Matilda is just to smart, she understands everything we say. I can't talk on the phone she listens to every word that comes out of my mouth. I've had other fluffs but none like my Matilda. So I just talk to her like I do my hubby, and she understands. I'm just waiting for the day she talks back lol
Funny story
My grandson was over one day playing ball with Matilda, he threw two balls at the same time, she came back with one, I said Matilda is your Ballie in the bedroom, she looked at my grandson and went down the hall into the bedroom and brought back her ball, my grandson couldn't believe his eyes.
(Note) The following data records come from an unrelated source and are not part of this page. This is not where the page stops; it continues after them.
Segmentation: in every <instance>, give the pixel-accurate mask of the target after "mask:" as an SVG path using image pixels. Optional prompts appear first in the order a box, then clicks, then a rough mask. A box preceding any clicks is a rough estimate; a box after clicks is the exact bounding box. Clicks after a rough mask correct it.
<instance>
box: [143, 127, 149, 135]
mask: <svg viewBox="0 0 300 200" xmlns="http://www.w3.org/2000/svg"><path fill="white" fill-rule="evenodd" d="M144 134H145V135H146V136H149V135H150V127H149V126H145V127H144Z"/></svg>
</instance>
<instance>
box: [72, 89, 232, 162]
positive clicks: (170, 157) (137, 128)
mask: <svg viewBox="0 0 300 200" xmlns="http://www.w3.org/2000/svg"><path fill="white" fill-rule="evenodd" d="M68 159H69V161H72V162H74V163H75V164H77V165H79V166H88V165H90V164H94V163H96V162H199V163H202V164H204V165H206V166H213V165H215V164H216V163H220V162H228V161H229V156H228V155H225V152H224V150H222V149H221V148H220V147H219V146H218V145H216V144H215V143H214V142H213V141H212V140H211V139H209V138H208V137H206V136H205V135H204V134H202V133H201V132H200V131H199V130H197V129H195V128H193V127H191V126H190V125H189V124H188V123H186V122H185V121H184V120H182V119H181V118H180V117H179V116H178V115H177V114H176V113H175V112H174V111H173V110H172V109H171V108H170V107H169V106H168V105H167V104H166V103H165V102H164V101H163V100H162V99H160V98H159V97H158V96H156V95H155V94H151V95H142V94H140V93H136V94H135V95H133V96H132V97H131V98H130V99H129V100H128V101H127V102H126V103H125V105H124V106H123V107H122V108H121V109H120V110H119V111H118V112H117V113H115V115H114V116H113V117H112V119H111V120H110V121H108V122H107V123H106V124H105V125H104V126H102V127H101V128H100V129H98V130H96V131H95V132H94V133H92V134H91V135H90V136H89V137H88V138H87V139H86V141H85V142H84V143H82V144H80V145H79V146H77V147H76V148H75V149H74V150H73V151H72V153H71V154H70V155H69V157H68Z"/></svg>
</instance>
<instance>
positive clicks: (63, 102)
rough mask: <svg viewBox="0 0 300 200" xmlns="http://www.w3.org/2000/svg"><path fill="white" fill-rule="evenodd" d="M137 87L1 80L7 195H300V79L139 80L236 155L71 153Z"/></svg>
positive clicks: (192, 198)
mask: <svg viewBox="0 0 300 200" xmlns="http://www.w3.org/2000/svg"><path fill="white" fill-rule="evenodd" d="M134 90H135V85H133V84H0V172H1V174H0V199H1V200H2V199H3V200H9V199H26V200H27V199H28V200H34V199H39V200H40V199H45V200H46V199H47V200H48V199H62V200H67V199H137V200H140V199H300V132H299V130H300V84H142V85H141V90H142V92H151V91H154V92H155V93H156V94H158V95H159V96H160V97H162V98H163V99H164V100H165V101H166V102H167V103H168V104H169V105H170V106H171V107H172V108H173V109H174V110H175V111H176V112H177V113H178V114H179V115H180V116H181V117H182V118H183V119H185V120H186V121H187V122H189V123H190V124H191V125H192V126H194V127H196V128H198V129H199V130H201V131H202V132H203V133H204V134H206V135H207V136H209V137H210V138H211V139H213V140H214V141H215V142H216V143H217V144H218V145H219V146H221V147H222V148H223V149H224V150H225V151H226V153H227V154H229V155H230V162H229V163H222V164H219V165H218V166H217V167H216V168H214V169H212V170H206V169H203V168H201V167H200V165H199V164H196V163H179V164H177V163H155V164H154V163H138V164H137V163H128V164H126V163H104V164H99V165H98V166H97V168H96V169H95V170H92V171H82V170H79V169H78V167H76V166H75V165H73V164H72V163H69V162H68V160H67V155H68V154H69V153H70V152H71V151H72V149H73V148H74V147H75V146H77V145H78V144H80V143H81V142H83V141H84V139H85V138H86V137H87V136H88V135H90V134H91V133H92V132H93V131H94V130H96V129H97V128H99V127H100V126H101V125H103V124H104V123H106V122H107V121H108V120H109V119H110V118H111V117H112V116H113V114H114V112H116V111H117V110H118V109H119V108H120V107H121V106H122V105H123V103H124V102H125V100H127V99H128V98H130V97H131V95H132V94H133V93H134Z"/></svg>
She always amazing us. 
Claire now I wish she could go in and put down my bed, how awesome that would be

When I'm playing with her she will drop her ball out of my reach, I just say I can't reach it, she picks it up and brings it closer, if by chance it's still out of my reach I will say once again I can't reach it, she makes a ugh sound, picks her ball up and puts it right next to my hand. I love that girl so very much


----------



## Malt Shoppe (Jul 20, 2011)

Matilda's mommy said:


> Matilda is just to smart, she understands everything we say. I can't talk on the phone she listens to every word that comes out of my mouth. I've had other fluffs but none like my Matilda. So I just talk to her like I do my hubby, and she understands. I'm just waiting for the day she talks back lol
> Funny story
> My grandson was over one day playing ball with Matilda, he threw two balls at the same time, she came back with one, I said Matilda is your Ballie in the bedroom, she looked at my grandson and went down the hall into the bedroom and brought back her ball, my grandson couldn't believe his eyes. She always amazing us.
> *Claire now I wish she could go in and put down my bed, how awesome that would be*
> ...


Paula, now if I could only get him to make the bed in the morning!
So glad you are doing better. I was thinking about you just last nite; that you must be gradually getting back to normal.


----------



## Lou's Mom (Apr 8, 2014)

I have different ring tones for my husband and each of the kids - Lou absolutely adores my son. When he hears my son calling he starts spinning and jumping and I have to put it on speaker for a minute so he can hear his voice! When my daughter calls - he barks that real high pitched warning kind of bark - boy is he smart!! Lol

Nola is my search and rescue girl - if I can't find something, I tell her and she is on a mission running around - she's found lou multiple times when he's got himself stuck in a closet or the laundry room - he'll just lie down and wait for her, no whining or scratching, I actually think he likes the peace and quiet away from the girls sometimes!


----------



## socalyte (Nov 15, 2010)

Cozette, or Miss Twinkletoes, doesn't like grass, so when I take her outside to do her business, if I'm not watching she'll find the edge of the cement to go on. One time I just said, "Oh, Cozette, on the grass please", and she gave me a disgusted look and walked onto the grass, lol. So now when I take her out, I say go potty on the grass. If I leave out the "grass", she will potty on the edge of the cement. Such a minx!


----------



## Maglily (Feb 3, 2009)

socalyte said:


> Cozette, or Miss Twinkletoes, doesn't like grass, so when I take her outside to do her business, if I'm not watching she'll find the edge of the cement to go on. One time I just said, "Oh, Cozette, on the grass please", and she gave me a disgusted look and walked onto the grass, lol. So now when I take her out, I say go potty on the grass. If I leave out the "grass", she will potty on the edge of the cement. Such a minx!


 
that's so funny!


----------